You will need a vector logo file in order to print your logo big (i.e. on a banner). These vector files are also the best for screen-printing T-shirts and stickers. Remind your design to either “create outlines” for all the fonts or send you the TrueType font files along with the Illustrator file…this ensures that the printer can see the fonts the designer used, otherwise they will revert to default fonts and your logo will print incorrectly. A typical vector file is an Adobe Illustrator file (.ai or .eps), although other programs may be used.

Raster File Format Logo designers will create raster versions of your logo for your use on websites and other electronic medium. Raster files are created from pixels (small dots) that make up the colors in your image. Raster files must be created at a specific resolution and cannot be made larger without a loss of resolution. This format is generally used for web use at 72dpi, but may be used for printing if created at 300dpi. You cannot create a vector version of your logo from a raster version, so make sure you receive the vector source file to create all other files from it.

Many designers create Raster logos, which are fine, but you should also have a vector version for screen-printing and large format printing. The good designers will start by designing a vector version, and then create a raster version. Make sure your logo’s raster file is created at 300dpi if you plan to print your logo on any materials. Remind your designer to “rasterize” all fonts or send you the TrueType font files along with the image file. Adobe Photoshop (.psd) is the program most often used to create raster logos.

Your designer should also output to several graphic formats and give you the files for various purposes. Vector and Raster are general terms, the files listed below are specific types of these files.

JPEG (.jpg) – JPEG files are raster and great for web and some print use. A 300pdi JPEG will be required for printing while a 72dpi version is adequate for web use. You will not need any type of program to open these files, most computers come with a standard JPEG viewer.

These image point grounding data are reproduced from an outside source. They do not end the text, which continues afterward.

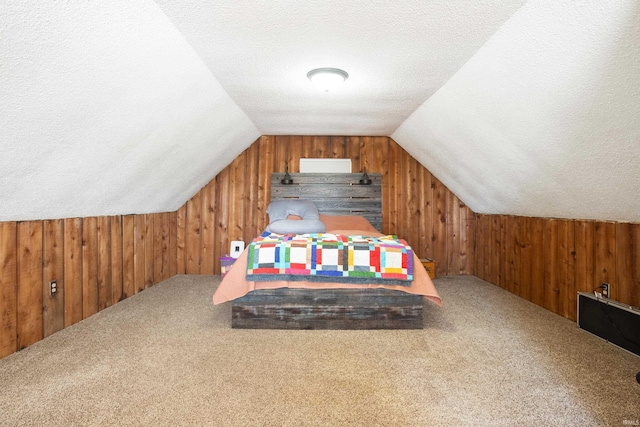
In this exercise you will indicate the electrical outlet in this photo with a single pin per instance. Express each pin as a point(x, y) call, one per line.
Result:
point(605, 290)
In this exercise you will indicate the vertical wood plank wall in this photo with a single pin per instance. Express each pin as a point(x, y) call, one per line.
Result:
point(416, 205)
point(96, 261)
point(547, 261)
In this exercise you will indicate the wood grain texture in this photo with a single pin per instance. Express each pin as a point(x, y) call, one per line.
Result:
point(104, 262)
point(29, 325)
point(89, 267)
point(116, 249)
point(554, 259)
point(128, 256)
point(8, 288)
point(93, 260)
point(416, 206)
point(53, 270)
point(72, 271)
point(287, 308)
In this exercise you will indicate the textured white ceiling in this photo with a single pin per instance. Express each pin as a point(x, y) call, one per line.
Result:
point(397, 54)
point(129, 107)
point(545, 119)
point(106, 109)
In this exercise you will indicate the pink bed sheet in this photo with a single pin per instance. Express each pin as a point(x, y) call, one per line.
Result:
point(234, 285)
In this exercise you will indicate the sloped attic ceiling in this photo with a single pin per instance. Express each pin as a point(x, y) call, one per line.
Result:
point(120, 107)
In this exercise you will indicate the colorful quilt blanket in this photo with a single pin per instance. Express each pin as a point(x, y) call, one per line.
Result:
point(326, 257)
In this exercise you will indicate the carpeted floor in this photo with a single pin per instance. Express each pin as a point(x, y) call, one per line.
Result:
point(168, 357)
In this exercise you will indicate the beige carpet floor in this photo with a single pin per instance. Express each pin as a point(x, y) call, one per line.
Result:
point(168, 357)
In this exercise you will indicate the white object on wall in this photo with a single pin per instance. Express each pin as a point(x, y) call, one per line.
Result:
point(325, 165)
point(237, 246)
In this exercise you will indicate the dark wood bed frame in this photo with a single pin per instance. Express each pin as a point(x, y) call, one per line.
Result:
point(294, 308)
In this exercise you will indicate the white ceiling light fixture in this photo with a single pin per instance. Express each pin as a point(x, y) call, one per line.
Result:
point(327, 78)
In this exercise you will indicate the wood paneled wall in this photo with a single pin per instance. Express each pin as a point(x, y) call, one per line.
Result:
point(96, 261)
point(547, 261)
point(416, 206)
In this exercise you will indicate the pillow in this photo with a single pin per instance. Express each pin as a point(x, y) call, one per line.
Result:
point(280, 210)
point(296, 226)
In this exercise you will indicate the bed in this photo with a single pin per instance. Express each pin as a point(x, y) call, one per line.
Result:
point(346, 209)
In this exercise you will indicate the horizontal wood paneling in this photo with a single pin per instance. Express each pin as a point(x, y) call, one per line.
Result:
point(416, 206)
point(547, 261)
point(93, 260)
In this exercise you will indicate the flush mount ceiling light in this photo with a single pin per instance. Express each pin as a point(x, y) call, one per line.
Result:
point(327, 78)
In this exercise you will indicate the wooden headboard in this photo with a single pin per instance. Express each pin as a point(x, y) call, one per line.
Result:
point(335, 193)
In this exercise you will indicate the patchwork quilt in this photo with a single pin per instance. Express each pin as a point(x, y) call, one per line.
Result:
point(326, 257)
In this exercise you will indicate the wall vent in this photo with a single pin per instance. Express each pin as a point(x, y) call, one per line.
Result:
point(617, 323)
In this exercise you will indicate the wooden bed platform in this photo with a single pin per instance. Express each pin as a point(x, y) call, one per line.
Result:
point(287, 308)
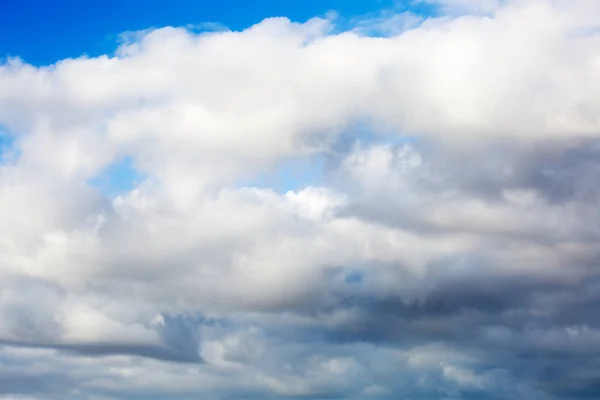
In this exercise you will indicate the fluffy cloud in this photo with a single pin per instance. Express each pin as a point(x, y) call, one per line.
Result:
point(448, 249)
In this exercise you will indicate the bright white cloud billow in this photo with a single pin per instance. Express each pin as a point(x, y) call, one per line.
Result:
point(451, 252)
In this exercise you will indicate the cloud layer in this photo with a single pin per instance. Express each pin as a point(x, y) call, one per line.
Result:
point(447, 247)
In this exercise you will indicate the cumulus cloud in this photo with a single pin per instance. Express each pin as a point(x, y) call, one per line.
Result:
point(448, 249)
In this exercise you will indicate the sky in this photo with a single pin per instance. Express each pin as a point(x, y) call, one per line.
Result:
point(333, 200)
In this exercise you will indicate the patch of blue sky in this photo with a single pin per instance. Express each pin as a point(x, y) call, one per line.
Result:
point(118, 178)
point(290, 175)
point(71, 28)
point(8, 151)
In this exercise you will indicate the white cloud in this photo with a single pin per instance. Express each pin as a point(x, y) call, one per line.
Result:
point(468, 229)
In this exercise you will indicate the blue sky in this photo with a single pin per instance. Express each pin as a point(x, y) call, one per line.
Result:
point(429, 258)
point(73, 28)
point(45, 31)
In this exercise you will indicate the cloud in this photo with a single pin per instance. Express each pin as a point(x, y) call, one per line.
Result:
point(446, 249)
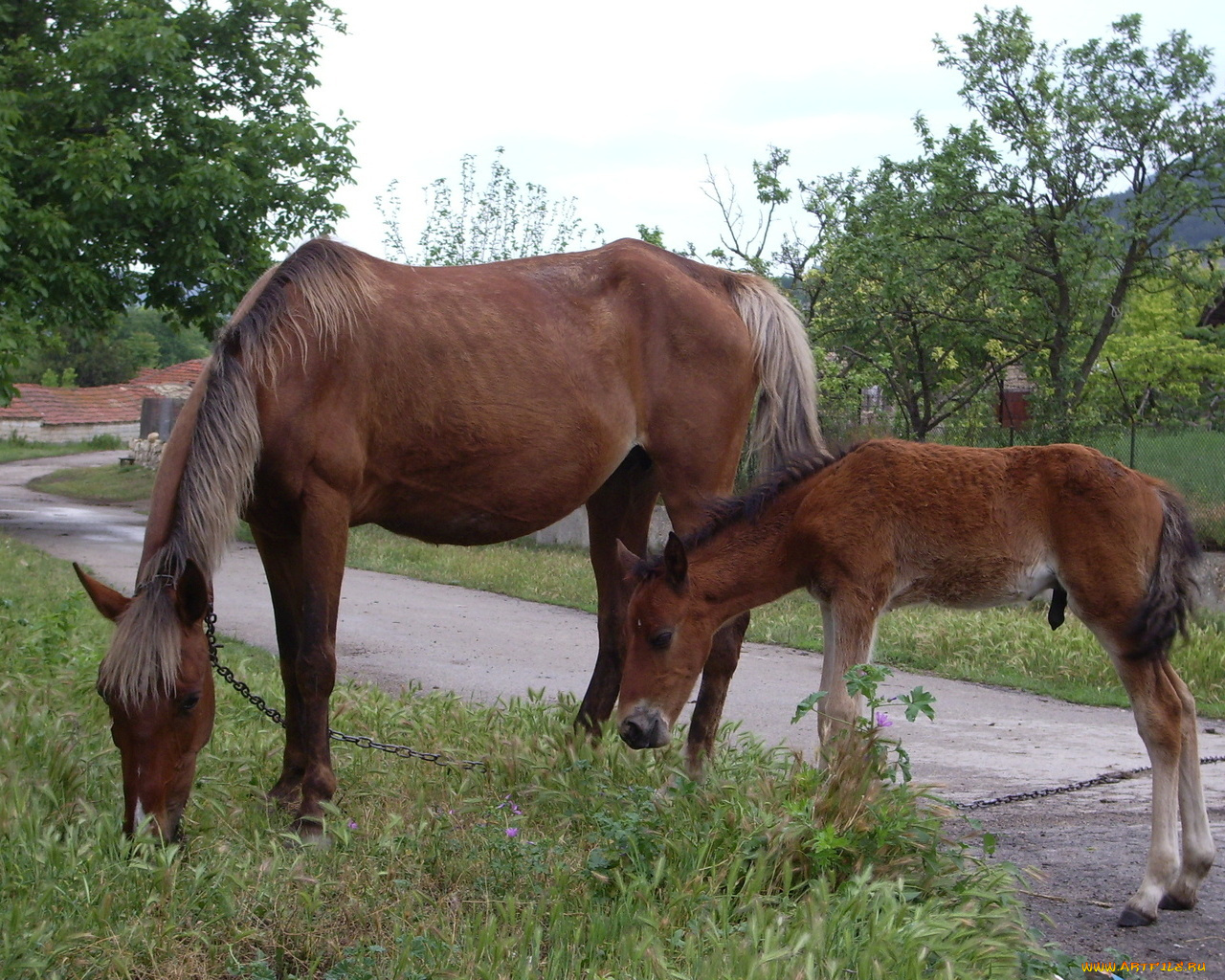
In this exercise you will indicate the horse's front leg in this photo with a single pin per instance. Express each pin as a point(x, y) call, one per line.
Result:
point(282, 560)
point(323, 544)
point(619, 511)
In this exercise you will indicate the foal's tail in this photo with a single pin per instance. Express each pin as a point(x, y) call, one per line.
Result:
point(786, 424)
point(1172, 589)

GIF (,gif) – A GIF file is another raster file great for web use. These files often have a very small file size decreasing the download times for your web viewers. D NOT use GIF files for any type of printing. You will not need any type of program to open these files, your computer’s standard image viewer will do the trick.

TIFF (.tiff) – TIFF files are higher quality JPEG files, but come with a larger file size as well. TIFF files are preferred by many printers because of their quality, but still need to be created at 300dpi. Do NOT use TIFF files for web use. Your standard image viewer may be able to view TIFF files, but sometimes the files size is too large and the viewer will be unable to display them.

Adobe Acrobat (.pdf) – PDF files are another very useful file which may be used for printing. PDF files are unique in that they can contain both raster and vector files in the same document, providing a high-quality file. Just make sure the PDF has been created for Print or Press use if printing is needed. PDF files may also be created at a low resolution for logo proofing or to display web documents. You will need either Adobe Acrobat or Adobe Acrobat Reader in order to view these files. Acrobat Reader is available for free download here.


This article contains a ton of information, but it’s all important in creating an effective logo. Here’s a summary of the steps you should take:

• Pick a name that is original
• Know your audience’s expectations and brainstorm to come up with logo ideas that are unique to your band
• Consider all the potential uses of your logo and pick a logo type (wordmark, lettermark, brandmark, combination mark) that fits your needs
• Remember the importance that fonts, colors, and readability play on the design
• Find a professional designer to do the work and understand what you will get for what price
• Make sure you receive the proper file formats in order to use your logo on every piece of promotional material
• Enjoy your newfound professionalism – go show it off

Finally, if you can't remember anything else from this article, remember KISS. Not the band…KISS stands for Keep It Simple Stupid. Simple logos are always the best logos…look at the most famous acts and you’ll see. Simplicity creates a logo that is direct and effective. Good Luck.